Identifying content with Volume-Level Metadata 
==============================================

One approach to identifying content in the HathiTrust written in the
Maori language is to retrieve all values where the Library Catalog
(Volume-Level) 'Language' metadata field is set for 'mri'.

This is a rudamentary approach that is known to be flawed in the sense
that the criteria for cataloging a certain volume as language 'X' is
that the subject matter of the volume is primarily about language 'X'.
Thus a book written in English about the Maori language meets this
criteria.  Sure there will, no doubt, be Maori words that are present
in the book, but not necesarily continuous screeds of text in te reo
Maori.

The Volume-Level code provided here retrieves the Extrated Feature
(EF) JSON files for all volumes that have been catalogue as "Langauge
= Maori".  It then converts the EF JSON files to plain text, and then
runs OpenNLP over them, and outputs to a CSV file the most likely
language the text is in, as determined by OpenNLP's Language
Prediction Model.  Two CSV files are produced: one were the entire
volume is treated as one text file; and one where the ganulatiry
of the OpenNLP prediction is controlled to be per-page.

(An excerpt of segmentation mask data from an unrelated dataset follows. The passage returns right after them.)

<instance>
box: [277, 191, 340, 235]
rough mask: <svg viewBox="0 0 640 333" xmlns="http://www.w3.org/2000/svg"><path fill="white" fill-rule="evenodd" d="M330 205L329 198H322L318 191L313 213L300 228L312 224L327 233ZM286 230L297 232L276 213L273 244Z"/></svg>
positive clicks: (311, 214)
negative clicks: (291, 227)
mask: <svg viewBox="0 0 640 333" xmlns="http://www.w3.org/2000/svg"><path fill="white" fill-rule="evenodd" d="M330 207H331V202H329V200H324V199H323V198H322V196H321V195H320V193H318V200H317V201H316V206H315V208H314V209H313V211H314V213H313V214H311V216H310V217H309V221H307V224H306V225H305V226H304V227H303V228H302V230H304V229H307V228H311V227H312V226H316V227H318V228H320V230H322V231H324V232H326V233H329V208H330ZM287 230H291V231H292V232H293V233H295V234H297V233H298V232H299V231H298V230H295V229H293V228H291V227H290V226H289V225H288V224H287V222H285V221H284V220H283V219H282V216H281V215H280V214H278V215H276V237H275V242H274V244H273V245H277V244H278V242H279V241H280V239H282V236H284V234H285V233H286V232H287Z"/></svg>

Viewing the CSV files in a spreadsheet application such as Excel,
with a modest level of data manipulation, accuracy rates and
histogram plots of how much te reo Maori content has actually
been found can be produced.


Running Order From within Eclipse
---------------------------------


1. IdentifyMaoIds.java

2. DownloadMaoVolumues.java

3. VolumeEFJSONToText.java

4. OpenNLPLanguageVolumeClassification.java